Common Name: Japanese white birch, Asian white birch

Scientific Name: 
Family: Betulaceae
Genus: Betula
Species: B. platyphylla

Hardiness Zone: 4 to 7
Height: 30 to 40 ft
Width: 15 to 25 ft

Common Characteristics: ​

Japanese white birch, also known as Asian white birch, is a medium to large size tree that typically reaches about 30-40 feet at maturity with a rounded or columnar form. The leaves are alternately arranged, simple, ovate in shape, glabrous, and have toothed margins.
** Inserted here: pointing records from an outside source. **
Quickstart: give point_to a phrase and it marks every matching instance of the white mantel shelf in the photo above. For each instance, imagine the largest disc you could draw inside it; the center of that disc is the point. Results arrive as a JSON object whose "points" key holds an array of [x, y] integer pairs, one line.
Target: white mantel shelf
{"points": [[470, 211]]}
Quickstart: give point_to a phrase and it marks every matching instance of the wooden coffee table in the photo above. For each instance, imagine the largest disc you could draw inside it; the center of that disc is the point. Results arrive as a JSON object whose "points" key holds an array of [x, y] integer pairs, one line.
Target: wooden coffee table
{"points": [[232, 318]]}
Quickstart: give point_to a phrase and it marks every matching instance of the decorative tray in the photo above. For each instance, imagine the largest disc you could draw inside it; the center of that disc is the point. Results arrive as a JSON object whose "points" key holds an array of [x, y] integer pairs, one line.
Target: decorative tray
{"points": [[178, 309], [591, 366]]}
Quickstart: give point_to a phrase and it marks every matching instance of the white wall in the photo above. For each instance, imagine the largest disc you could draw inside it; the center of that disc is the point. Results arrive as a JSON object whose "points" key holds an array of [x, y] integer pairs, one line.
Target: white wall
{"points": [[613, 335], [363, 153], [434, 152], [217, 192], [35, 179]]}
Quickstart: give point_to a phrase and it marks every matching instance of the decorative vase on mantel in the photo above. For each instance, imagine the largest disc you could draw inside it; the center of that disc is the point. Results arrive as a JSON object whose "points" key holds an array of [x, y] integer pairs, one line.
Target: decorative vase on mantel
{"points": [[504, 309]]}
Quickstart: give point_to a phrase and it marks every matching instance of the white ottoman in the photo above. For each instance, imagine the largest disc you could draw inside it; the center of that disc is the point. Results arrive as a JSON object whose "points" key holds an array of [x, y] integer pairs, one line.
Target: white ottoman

They are yellowish-green in color with no notable fall color. The flowers are monoecious and are in catkins that appear in the early spring. The green female flowers are in 1.25 inch long upright catkins. The yellowish-brown male flowers are in about 3 inch long drooping catkins. The female flowers produce fruits that look like cones and they contain small winged seeds. The bark is white in color, smooth, and exfoliating.

Where It Grows:

Japanese white birch prefers full sun to partial shade, and medium to wet, well-drained, loamy, sandy, or clay soils. It grows best in cool climates and consistently moist soil. The drought tolerance of Japanese white birch is poor. 

How It's Used:

Japanese white birch is a good landscape tree in cool northern climates. 

Ecosystem Services:

Japanese white birch will attract birds.

Where It Is Native To:

Japanese white birch is native to Manchuria, Korea, and Japan. 


Japanese white birch is susceptible to aphids, armillaria, birch leaf miner, birch skeletonizer and dieback. Japanese white birch has some resistance to the bronze birch borer, which typically affect weak birches. It also has resistance to verticillium.